Only a 20 minute boat ride from Puno, you will find the floating islands of Lake Titikaka. Entirely made of reeds, there are about 50 of these floating islands that make of Los Uros. The islands are about 2 meters thick and are anchored to the lake bottom by eucolipis stakes and rope. Each island consists of five families and democratically elect a chef of each of the islands. The chef holds a term of one year before a new election takes place. There is a mayor of the entire islands that is also elected and serves a term of five years.

These people who live here are the Tiwanaco (or Tihuanaco). The Tiwanaco have been here in Lake Titikaka since 1000 B.C. In 1200 A.D. there was a drought, and thus a lack of food. The Tiwanaco split into many different tribes during this era, and each tribe went their own way in search of more food and a better life. One of these tribes migrated to Cusco and became known as the Incas.

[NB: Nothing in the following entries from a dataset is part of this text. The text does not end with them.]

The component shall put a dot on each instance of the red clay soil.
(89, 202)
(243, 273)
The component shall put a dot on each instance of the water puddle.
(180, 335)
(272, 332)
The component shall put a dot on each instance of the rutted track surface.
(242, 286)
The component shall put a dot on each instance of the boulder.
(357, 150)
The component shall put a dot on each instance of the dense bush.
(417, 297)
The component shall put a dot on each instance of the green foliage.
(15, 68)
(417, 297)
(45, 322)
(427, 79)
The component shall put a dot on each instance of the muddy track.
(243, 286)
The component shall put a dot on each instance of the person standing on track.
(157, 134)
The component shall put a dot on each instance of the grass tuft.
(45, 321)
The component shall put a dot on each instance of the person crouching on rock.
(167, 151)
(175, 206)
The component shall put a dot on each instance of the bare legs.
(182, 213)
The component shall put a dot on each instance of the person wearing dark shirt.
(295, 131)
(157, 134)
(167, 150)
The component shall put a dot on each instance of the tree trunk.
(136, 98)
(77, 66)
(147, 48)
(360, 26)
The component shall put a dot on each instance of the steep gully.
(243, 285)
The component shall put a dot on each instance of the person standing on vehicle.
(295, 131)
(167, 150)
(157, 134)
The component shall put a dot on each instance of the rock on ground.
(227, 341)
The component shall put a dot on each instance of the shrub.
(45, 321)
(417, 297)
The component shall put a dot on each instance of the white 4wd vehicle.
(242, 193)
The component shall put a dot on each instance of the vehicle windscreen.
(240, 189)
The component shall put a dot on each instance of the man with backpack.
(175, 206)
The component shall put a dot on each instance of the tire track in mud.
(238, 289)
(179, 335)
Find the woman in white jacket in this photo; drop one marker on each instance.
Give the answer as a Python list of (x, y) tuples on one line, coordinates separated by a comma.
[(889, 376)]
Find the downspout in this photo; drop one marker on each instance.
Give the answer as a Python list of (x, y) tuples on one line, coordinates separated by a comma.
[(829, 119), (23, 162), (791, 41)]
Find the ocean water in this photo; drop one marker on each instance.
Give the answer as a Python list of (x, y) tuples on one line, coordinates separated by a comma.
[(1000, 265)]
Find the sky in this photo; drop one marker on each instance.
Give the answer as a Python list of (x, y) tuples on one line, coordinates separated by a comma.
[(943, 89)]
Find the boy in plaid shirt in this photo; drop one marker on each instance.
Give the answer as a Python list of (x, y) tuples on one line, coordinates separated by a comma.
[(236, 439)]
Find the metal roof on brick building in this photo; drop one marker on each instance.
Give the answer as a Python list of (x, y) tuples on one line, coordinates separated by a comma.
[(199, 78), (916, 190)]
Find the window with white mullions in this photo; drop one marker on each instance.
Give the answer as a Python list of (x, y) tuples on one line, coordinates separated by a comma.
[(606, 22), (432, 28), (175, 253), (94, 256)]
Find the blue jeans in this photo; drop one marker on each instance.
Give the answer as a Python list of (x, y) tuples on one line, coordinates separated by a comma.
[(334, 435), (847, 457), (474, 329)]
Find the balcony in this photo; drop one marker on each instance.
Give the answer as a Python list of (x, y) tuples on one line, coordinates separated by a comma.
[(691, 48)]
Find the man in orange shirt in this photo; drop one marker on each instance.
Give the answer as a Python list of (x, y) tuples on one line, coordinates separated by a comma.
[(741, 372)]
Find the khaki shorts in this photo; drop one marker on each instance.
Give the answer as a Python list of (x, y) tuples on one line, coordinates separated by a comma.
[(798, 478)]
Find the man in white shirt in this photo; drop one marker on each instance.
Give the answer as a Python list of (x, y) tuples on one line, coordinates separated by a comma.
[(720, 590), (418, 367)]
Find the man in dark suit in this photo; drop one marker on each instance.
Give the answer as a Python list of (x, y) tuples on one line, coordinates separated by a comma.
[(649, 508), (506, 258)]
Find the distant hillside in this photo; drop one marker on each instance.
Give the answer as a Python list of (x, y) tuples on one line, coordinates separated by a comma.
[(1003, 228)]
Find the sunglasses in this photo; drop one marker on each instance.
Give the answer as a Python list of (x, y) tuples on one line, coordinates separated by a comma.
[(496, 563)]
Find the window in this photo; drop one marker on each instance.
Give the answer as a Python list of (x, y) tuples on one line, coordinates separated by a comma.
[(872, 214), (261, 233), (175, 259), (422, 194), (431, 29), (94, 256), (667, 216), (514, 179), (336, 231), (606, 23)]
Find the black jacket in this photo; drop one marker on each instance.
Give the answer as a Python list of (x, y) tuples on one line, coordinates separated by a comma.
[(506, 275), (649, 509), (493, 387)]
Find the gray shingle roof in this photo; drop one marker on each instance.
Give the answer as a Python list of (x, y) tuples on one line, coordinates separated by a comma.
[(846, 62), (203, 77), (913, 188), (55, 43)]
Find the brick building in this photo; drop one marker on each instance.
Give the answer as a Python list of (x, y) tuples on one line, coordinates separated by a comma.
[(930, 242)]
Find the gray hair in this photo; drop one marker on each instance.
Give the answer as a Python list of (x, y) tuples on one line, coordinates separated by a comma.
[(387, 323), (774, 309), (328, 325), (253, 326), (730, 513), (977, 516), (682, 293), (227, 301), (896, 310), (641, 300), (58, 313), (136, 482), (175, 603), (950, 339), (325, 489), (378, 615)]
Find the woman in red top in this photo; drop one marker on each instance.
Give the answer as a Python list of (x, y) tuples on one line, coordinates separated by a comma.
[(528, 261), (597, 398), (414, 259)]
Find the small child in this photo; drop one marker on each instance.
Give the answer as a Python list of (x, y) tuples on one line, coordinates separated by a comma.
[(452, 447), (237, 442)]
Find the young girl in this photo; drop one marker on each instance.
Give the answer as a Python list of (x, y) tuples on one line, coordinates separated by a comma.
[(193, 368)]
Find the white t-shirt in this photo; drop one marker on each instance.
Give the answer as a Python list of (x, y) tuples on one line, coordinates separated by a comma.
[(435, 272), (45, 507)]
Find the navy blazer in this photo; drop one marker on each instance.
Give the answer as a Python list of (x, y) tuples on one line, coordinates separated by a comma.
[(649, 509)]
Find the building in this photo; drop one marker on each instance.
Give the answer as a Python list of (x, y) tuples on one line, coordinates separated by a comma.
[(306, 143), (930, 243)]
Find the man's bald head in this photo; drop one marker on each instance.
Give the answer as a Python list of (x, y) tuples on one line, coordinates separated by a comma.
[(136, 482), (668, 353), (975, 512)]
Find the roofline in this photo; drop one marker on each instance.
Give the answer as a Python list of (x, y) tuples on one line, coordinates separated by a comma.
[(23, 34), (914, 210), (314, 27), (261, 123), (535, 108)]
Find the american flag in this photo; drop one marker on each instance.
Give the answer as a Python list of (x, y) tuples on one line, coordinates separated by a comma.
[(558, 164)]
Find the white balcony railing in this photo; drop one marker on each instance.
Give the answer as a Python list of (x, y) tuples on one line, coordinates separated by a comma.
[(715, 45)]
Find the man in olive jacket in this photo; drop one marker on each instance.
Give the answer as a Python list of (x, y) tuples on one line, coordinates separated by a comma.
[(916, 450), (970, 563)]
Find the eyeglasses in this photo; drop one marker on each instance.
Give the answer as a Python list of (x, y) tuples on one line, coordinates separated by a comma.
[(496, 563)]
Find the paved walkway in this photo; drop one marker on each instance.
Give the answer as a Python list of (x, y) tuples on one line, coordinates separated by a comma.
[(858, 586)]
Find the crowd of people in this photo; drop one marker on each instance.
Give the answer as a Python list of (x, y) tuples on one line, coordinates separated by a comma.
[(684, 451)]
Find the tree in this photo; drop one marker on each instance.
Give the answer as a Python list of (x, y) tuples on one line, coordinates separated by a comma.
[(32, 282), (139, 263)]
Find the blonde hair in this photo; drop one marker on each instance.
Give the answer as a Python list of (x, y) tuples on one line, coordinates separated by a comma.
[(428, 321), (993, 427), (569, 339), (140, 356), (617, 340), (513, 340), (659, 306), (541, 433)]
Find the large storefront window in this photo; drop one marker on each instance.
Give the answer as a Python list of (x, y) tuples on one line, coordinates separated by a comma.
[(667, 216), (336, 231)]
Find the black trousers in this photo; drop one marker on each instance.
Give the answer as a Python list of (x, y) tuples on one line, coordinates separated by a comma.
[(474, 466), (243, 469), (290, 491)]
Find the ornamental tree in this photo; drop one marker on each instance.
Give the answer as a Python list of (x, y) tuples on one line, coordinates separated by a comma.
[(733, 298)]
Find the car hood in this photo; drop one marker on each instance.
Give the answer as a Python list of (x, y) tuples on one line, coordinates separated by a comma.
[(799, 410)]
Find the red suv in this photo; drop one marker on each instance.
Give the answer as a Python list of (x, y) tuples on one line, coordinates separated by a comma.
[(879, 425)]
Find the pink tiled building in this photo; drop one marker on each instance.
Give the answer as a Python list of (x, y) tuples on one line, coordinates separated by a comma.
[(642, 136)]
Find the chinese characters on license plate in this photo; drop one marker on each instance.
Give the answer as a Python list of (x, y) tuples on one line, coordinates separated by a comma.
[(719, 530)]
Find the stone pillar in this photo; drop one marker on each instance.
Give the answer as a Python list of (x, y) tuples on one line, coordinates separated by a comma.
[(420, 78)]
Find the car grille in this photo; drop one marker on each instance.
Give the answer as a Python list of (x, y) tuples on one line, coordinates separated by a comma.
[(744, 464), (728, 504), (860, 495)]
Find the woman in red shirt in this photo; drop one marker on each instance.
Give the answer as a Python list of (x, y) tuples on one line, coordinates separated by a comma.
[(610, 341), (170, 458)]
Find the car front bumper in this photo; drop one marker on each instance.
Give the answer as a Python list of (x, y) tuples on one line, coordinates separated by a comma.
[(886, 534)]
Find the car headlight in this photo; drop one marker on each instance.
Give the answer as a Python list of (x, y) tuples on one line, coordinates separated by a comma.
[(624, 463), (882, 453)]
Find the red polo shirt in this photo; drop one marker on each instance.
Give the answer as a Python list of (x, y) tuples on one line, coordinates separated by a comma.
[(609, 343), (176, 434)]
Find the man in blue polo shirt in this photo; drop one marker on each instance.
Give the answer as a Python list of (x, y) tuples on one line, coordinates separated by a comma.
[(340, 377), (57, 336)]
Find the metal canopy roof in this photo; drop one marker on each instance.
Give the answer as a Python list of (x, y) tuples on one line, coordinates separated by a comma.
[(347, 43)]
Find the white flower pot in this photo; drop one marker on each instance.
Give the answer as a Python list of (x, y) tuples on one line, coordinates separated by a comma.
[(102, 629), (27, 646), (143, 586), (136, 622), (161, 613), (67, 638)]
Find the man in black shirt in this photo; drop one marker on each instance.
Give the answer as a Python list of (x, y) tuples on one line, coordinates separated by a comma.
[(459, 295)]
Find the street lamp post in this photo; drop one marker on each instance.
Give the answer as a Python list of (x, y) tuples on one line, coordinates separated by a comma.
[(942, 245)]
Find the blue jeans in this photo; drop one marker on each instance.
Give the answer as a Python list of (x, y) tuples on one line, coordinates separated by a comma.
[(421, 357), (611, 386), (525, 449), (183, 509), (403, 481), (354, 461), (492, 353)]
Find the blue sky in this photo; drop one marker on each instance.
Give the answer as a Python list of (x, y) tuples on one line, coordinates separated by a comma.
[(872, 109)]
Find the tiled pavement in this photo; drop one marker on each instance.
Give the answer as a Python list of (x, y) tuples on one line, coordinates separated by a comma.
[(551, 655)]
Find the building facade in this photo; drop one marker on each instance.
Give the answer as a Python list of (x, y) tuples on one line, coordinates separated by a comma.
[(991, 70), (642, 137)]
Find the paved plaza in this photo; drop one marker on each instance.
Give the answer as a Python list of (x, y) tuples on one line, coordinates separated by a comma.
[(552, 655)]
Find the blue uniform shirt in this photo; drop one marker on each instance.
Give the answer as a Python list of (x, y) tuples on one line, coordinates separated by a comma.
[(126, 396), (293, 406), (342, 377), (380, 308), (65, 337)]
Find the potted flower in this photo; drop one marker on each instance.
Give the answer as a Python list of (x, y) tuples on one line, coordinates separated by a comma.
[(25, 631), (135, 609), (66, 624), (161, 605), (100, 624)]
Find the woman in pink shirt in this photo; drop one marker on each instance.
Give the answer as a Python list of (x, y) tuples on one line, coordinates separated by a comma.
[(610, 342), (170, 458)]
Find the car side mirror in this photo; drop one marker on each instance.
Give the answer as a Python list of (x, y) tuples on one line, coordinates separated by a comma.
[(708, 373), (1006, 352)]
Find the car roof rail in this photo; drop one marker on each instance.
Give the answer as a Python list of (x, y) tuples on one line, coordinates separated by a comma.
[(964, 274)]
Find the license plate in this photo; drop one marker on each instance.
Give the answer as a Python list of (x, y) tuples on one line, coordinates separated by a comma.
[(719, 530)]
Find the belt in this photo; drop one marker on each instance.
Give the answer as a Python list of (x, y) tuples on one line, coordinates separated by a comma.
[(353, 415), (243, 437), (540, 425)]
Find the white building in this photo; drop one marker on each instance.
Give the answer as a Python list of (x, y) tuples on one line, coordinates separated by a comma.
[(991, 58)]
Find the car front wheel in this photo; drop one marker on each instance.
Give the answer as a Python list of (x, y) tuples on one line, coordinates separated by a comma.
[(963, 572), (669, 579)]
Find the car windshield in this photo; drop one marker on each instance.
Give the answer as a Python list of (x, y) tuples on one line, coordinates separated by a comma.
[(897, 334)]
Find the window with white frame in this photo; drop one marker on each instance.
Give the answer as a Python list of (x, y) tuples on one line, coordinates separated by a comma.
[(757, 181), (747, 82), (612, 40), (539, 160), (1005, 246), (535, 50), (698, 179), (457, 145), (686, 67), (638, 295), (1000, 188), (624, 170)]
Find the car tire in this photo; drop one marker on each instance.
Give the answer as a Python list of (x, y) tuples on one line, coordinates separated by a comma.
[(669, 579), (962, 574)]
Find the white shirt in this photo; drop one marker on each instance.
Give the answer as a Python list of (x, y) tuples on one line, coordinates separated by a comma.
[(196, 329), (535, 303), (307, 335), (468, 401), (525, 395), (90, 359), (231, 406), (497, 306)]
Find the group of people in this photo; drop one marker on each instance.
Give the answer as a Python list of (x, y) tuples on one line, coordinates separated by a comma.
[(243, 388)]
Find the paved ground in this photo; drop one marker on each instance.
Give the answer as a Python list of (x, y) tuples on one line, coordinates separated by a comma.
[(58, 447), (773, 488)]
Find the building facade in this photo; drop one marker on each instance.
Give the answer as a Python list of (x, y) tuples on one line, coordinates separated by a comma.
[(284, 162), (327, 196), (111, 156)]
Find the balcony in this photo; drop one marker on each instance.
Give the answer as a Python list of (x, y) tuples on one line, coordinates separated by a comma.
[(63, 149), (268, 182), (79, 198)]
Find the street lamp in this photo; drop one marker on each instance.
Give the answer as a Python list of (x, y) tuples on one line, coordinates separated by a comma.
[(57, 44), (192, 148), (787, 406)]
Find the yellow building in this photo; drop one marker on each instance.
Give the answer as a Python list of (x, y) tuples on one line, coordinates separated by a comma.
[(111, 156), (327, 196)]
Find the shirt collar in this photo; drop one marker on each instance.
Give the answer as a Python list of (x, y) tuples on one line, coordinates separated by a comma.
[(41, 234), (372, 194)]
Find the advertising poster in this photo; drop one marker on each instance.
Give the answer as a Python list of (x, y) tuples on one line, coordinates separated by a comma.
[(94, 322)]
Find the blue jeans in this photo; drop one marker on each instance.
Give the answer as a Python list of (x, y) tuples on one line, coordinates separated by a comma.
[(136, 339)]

For 100’s of years the Incans expanded their empire to include areas of Ecuador, Columbia, Bolivia, Chile, and parts of Argentina. In 1442, the Incans returned to Lake Titikaka in an attempt to conquer their descendants, the Tiwanaco. They were unable to conquer the Tiwanaco because the Tiwanaco knew the marshes and wet lands of Lake Titikaka to well, and were able to hide amongst the reeds. Eventually, in the 1500’s, the Spaniards came over and conquered the Incans.

Today, you can still find the Tiwanacos in Los Uros, and some direct descendants of the Incans on both Isla de Amantani and Isla de Taquile.